A new study analyzing how children who grew up in same-sex parent households have fared as adults is being disputed by some pro-gay groups as questionable, while pro-family groups say it reveals what they have known all along — children tend to fare best when raised in heterosexual households.

The New Family Structures Study, overseen by Mark Regnerus, an associate professor of sociology at The University of Texas at Austin, surveyed 3,000 U.S. adults from ages 18 to 39 and was published in the July issue of Social Science Research journal. Of the respondents, 73 shared that their father had engaged in a same-sex relationship and 163 reported that their mother had done the same. The research organization also concluded that based on their findings, differences have been observed between outcomes of children in same-sex-based intact families and children in cohabiting, divorced, step-, and single-parent families in the large, representative sample.

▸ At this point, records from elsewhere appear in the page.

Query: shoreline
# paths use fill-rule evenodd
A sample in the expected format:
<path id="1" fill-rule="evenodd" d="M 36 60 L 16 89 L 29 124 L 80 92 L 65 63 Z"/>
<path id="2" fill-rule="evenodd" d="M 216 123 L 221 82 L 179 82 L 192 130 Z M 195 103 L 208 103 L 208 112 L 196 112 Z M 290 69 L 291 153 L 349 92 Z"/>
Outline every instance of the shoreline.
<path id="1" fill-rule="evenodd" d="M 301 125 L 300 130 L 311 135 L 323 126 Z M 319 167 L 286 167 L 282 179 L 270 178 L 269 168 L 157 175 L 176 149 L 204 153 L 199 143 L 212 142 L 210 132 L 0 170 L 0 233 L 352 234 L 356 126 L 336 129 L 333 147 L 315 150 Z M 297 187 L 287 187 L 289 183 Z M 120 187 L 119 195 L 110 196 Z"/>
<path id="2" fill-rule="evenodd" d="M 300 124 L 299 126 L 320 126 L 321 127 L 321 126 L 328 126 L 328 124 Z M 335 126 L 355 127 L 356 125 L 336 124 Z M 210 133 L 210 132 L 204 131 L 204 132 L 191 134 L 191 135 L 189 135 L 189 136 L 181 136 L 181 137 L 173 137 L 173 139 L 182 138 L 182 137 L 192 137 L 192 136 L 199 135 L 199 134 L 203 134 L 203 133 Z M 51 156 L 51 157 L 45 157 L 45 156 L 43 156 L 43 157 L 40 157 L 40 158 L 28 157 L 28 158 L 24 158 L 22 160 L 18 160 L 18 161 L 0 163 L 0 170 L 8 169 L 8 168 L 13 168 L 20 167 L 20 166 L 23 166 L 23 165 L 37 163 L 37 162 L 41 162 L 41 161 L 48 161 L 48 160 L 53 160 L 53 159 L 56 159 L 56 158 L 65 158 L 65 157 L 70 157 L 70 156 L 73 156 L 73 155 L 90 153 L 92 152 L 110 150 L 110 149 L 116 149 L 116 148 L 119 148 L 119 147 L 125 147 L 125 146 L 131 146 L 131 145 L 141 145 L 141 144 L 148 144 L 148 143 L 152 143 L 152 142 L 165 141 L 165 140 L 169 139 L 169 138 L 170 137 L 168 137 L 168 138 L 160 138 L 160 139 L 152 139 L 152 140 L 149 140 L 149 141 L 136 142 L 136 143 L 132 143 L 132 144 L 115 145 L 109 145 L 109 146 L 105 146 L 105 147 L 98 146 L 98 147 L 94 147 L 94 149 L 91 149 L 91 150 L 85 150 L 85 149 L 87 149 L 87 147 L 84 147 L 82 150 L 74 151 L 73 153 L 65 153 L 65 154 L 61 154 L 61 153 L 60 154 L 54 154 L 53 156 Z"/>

“Children who grow up in a household with only one biological parent are worse off, on average, than children who grow up in a household with both of their biological parents…regardless of whether the resident parent remarries,” the study notes.

The study also adds that differences have recurred between children from same-sex couples and children from heterosexual couples in connection with factors such as health, mortality, suicide risks, drug and alcohol abuse, criminality and incarceration and intergenerational poverty, among others.

“This is by far the best study done on these issues because it is the first national sample survey that we have,” said Patrick F. Fagan, Senior Fellow and Director of the Marriage and Religion Research Institute (MARRI), in a phone interview Monday with The Christian Post.